Built - 1875
The southern New Hampshire town of Kingston was once a bustling carriage building industrial town and holds dear the title of "Carriage Towne," still used by several local businesses. Four buildings in town, including the old firehouse, serves as a historic museum which displays one of the carriages produced in the town many years ago along with a horse-drawn hearse also once produced in Kingston by their very skilled craftsmen.
A drive through the center of Kingston still shows a glance of the past in its long common area, known as the Plains of Kingston which features its century and a quarter + bandstand which still stands proudly after all of the many years of its existence.
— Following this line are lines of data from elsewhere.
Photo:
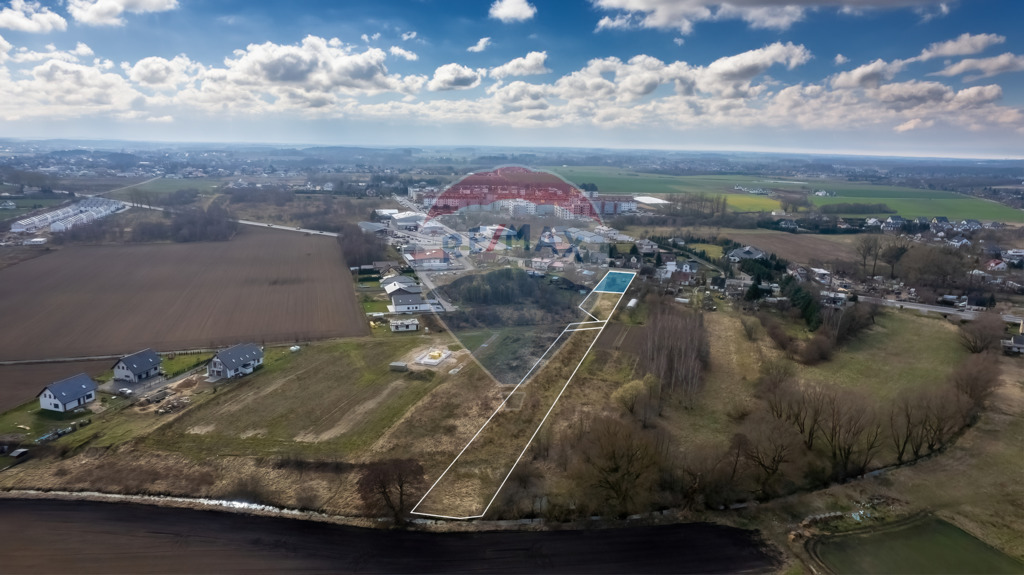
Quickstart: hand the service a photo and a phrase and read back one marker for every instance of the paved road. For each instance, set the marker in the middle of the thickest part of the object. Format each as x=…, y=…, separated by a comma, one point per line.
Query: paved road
x=131, y=538
x=966, y=314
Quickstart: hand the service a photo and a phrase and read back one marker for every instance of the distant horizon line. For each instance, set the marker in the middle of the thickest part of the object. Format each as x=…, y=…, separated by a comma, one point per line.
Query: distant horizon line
x=306, y=145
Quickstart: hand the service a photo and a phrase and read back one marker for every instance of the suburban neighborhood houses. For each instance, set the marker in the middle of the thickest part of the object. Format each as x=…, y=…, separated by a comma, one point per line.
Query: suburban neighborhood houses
x=68, y=394
x=236, y=361
x=137, y=366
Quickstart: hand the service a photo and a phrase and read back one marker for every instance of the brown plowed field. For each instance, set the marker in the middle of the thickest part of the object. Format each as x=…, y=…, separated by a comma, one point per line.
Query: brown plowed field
x=264, y=285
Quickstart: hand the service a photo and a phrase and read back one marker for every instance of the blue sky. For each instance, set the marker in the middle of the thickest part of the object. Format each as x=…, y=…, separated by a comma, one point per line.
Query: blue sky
x=880, y=77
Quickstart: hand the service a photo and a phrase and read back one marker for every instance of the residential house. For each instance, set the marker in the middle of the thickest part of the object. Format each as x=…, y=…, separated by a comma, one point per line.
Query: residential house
x=137, y=366
x=646, y=247
x=400, y=285
x=396, y=280
x=236, y=361
x=1014, y=345
x=406, y=324
x=745, y=253
x=408, y=304
x=68, y=394
x=821, y=275
x=666, y=271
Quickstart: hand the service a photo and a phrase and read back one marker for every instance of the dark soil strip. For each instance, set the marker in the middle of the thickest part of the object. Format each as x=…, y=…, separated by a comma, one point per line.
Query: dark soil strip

It is located parallel to thehome of Josiah Bartlett who was the first Governor of the state of New Hampshire. Needless to say, thousands of concerts have taken place on this structure over the years and it was once the home of the Kingston Brass Band which was formed at around the same time the bandstand was built. The band played to large crowds for many years until disbanded in 1932. Kingston's bandstand has always been considered to be the centerpiece of the town and it and the common area, palyed host to many concerts, fairs, antique shows and the now occasional band concerts which is now starting to unfortunately show its age. At one time, the Plains also hosted Colonial militia drills and was a cow pasture but, as of late, serves as the 300-year old community meeting place for its citizens and visitors.
Little other information is available on the bandstand itself but it can be positively stated that it has always served the community well and has distinguished itself as one of the oldest in the New England area.